Un promedio de 34 ciclones tropicales golpean las costas mexicanas entre los meses de mayo y octubre. Cuando éstos entran en tierra, descargan tal cantidad de agua que llegan a generar inundaciones y desbordamiento de ríos que provocan daños en infraestructura y, en algunos casos, hasta la pérdida de vidas humanas; pero son éstos el mecanismo natural capaz de recargar nuestros acuíferos y llenar lagos y presas que, finalmente, son las fuentes de abastecimiento para el campo y los centros urbanos.

Ha comenzado la temporada de ciclones tropicales y escuchamos en diferentes medios que el país pasa por una sequía muy grave que afecta la ganadería, la agricultura y, en especial, las principales ciudades del norte. La pregunta es: ¿por qué, a pesar de la cantidad de agua que aportan estos fenómenos hidrometeorológicos, no se puede resolver la problemática asociada al agua?

La respuesta es que la precipitación y la población no se distribuyen de igual manera en el territorio. En México, aproximadamente el 67% del agua se precipita en lugares donde se concentra el 23% de la población, mientras que el 33% restante de la precipitación se da donde se encuentra el 77% de los habitantes; es decir, los ciclones no siempre liberan su carga donde nos es útil para infiltrar, almacenar y regular, y en consecuencia no disponemos de esos volúmenes para utilizarlos en los diversos ámbitos a los que se destina el agua.
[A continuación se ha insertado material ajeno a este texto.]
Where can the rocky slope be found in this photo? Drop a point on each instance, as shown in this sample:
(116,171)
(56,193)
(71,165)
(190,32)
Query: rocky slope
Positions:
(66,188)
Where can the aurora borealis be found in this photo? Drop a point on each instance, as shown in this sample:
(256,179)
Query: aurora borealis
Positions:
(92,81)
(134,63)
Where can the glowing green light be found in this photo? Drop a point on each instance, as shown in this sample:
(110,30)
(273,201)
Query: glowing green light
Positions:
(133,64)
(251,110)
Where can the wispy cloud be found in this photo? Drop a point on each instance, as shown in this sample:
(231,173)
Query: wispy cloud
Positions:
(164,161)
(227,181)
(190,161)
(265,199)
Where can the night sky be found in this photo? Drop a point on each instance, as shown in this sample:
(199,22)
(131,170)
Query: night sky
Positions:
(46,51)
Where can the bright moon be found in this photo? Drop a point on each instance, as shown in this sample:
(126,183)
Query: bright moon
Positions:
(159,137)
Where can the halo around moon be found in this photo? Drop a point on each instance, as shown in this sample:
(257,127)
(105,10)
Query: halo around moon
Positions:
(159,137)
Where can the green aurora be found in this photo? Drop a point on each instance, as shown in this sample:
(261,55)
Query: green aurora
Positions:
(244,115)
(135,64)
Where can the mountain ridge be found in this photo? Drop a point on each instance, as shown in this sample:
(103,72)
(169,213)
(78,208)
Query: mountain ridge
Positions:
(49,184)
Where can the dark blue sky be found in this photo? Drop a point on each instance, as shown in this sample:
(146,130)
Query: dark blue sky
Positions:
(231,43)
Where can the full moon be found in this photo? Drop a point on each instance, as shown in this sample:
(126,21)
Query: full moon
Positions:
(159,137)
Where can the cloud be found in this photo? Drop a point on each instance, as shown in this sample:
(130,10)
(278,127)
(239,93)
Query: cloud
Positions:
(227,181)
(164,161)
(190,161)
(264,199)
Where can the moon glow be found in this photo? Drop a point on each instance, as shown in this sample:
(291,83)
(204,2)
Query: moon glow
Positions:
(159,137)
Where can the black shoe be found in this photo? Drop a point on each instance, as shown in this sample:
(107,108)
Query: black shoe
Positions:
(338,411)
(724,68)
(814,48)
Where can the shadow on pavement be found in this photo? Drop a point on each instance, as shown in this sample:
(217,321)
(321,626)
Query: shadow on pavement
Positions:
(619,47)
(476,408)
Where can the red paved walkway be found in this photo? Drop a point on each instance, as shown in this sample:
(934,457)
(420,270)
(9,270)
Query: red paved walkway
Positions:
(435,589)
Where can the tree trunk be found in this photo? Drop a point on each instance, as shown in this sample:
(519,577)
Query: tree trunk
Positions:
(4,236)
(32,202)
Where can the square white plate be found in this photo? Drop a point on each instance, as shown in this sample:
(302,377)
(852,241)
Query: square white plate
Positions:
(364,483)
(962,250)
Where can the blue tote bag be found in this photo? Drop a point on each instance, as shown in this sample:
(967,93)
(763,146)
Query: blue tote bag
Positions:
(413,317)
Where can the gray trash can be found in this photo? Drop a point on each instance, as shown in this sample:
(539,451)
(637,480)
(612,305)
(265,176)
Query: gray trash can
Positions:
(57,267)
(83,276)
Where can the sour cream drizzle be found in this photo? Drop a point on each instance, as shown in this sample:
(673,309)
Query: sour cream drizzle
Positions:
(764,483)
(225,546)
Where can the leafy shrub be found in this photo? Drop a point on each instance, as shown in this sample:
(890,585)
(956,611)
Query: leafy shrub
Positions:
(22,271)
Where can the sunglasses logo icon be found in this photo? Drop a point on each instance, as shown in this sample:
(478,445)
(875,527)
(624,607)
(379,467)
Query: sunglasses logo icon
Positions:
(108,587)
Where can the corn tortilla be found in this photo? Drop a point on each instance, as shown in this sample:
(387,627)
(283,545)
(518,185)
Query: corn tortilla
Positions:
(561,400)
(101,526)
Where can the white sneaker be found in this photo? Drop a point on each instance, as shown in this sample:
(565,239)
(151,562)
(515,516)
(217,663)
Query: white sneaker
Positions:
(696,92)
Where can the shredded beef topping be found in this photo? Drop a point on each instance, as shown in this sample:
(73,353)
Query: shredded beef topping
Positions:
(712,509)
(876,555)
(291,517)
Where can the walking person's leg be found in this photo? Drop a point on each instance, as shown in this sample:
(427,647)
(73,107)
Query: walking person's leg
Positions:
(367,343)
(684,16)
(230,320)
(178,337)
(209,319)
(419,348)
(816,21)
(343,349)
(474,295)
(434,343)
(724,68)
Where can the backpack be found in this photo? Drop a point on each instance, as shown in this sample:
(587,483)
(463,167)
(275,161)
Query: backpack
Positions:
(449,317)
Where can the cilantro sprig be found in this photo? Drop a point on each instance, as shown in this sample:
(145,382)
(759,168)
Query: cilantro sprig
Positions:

Por otra parte, un porcentaje importante de los volúmenes escurridos transita por los ríos y descarga en el océano Pacífico y el Golfo de México sin ser aprovechado, debido a falta de inversión en infraestructura.

Es innegable que los recursos federales, estatales y municipales asignados al sector hídrico disminuyeron de 34,288 mdp en 2012 hasta 13,117 mdp en 2020, situación que hasta el momento no ha mejorado, lo que ha implicado un rezago importante al dejar de mantener, ampliar y conservar la infraestructura asociada a los servicios de agua potable.

Mientras los recursos para inversión en infraestructura llegan y se logra disminuir la brecha entre oferta y demanda, es necesario realizar un gran esfuerzo para tomar conciencia de cómo cuidar el agua y cómo lograr su distribución a toda la población.

Por lo tanto, a la sociedad le corresponde aplicar los programas que existen de cultura y cuidado del agua para su uso eficiente y racional, mientras que las autoridades tienen que colocar como asunto prioritario en la agenda pública la resolución de la problemática asociada al agua, invertir un mayor porcentaje del PIB y fortalecer a las instituciones. Resulta urgente trabajar por la seguridad hídrica de México.